La Filcams Cgil ha sempre sostenuto invece che, pur tra tanti abusi oggettivi, il Reddito di cittadinanza non fosse la vera causa di questa difficoltà. E lo abbiamo detto sulla base di un ragionamento semplice, consequenziale: se gli addetti al settore turismo fossero stati pagati come previsto dalla contrattazione nazionale e se il contratto collettivo fosse stato rispettato anche su riposi, ferie, permessi, orario di lavoro, quale convenienza avrebbero avuto migliaia di lavoratori nel percepire un sussidio così esiguo? Risposta scontata: non avrebbero avuto alcuna convenienza. Oggi i nodi vengono al pettine e la realtà dice che quel nostro discorso non faceva una piega, visto che anche quest’anno, con il Reddito di cittadinanza debellato dal Governo, la “penuria di personale stagionale” si ripresenta.
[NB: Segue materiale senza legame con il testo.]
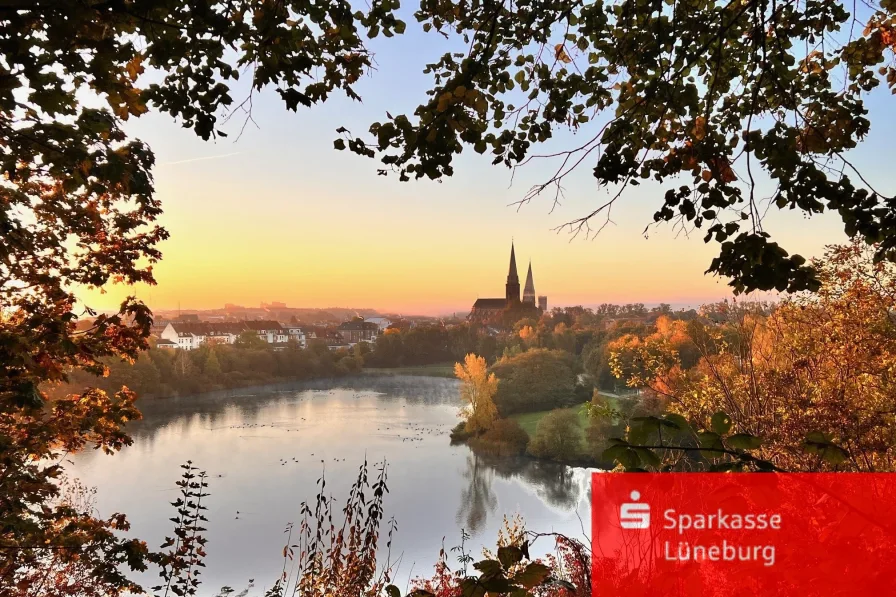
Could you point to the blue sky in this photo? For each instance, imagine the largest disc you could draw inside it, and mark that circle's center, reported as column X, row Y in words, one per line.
column 280, row 215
In un recente articolo di stampa, il vicepresidente del Fipe nazionale, dopo aver ammesso quanto da noi già in passato sostenuto, afferma che lo sfruttamento nel settore del turismo sia una “leggenda metropolitana”, citando la sua personale esperienza di imprenditore rispettoso di regole e contratti. Pur apprezzando la sua condotta di datore di lavoro, che è bene ricordare dovrebbe essere considerata normale, quel che noi incrociamo quotidianamente nelle nostre sedi racconta una realtà completamente diversa: lavoro sottopagato, orari che eccedono di gran lunga quello ordinario, condizioni di sfruttamento, lavoro nero. In due parole: precarietà e sfruttamento.
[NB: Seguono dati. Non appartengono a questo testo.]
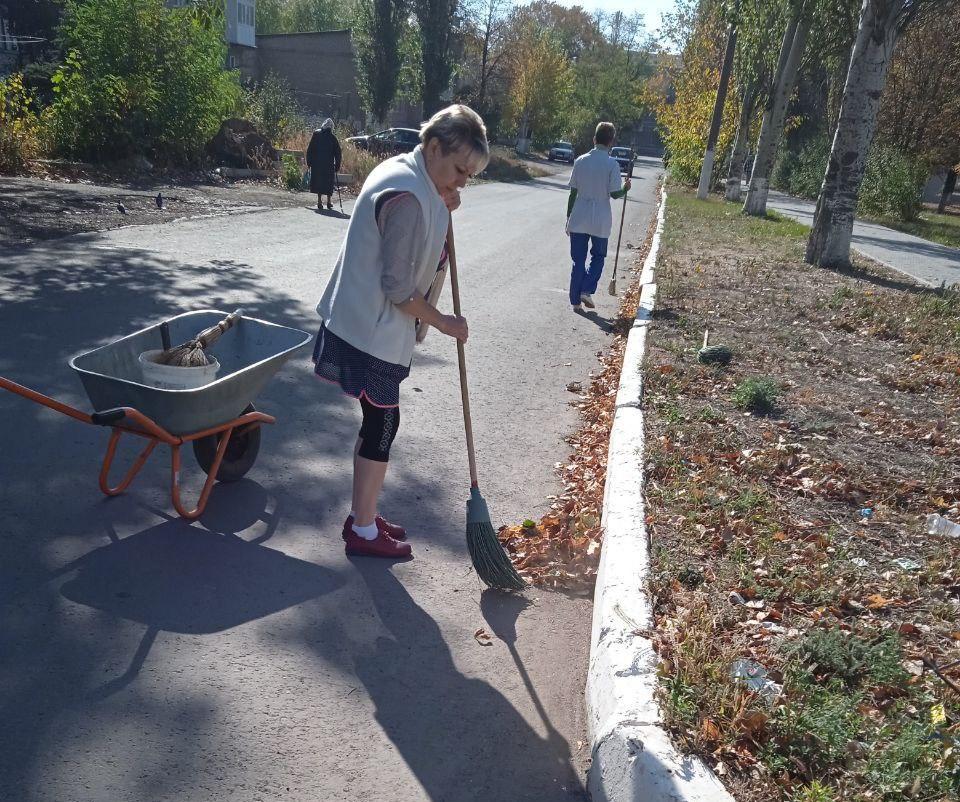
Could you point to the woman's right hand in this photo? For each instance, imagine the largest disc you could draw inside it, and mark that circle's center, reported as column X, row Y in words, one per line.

È troppo semplicistico invitare le persone alla denuncia, perché sappiamo bene quali retaggio culturale e paure si celino dietro questa scelta. Sarebbe più opportuna una scelta etica da parte di tutte le imprese del settore, una scelta di rispetto non solo di regole e contratti, ma anche e soprattutto della vita di ciascun lavoratore. È una battaglia culturale che dovrebbe vedere protagonisti proprio quegli imprenditori onesti che si vedono ingiustamente omologati in quella platea, purtroppo maggioritaria, di “prenditori” interessati solo ad accrescere il proprio profitto, indifferenti a dare il proprio contributo non solo alla crescita individuale, ma anche allo sviluppo territoriale.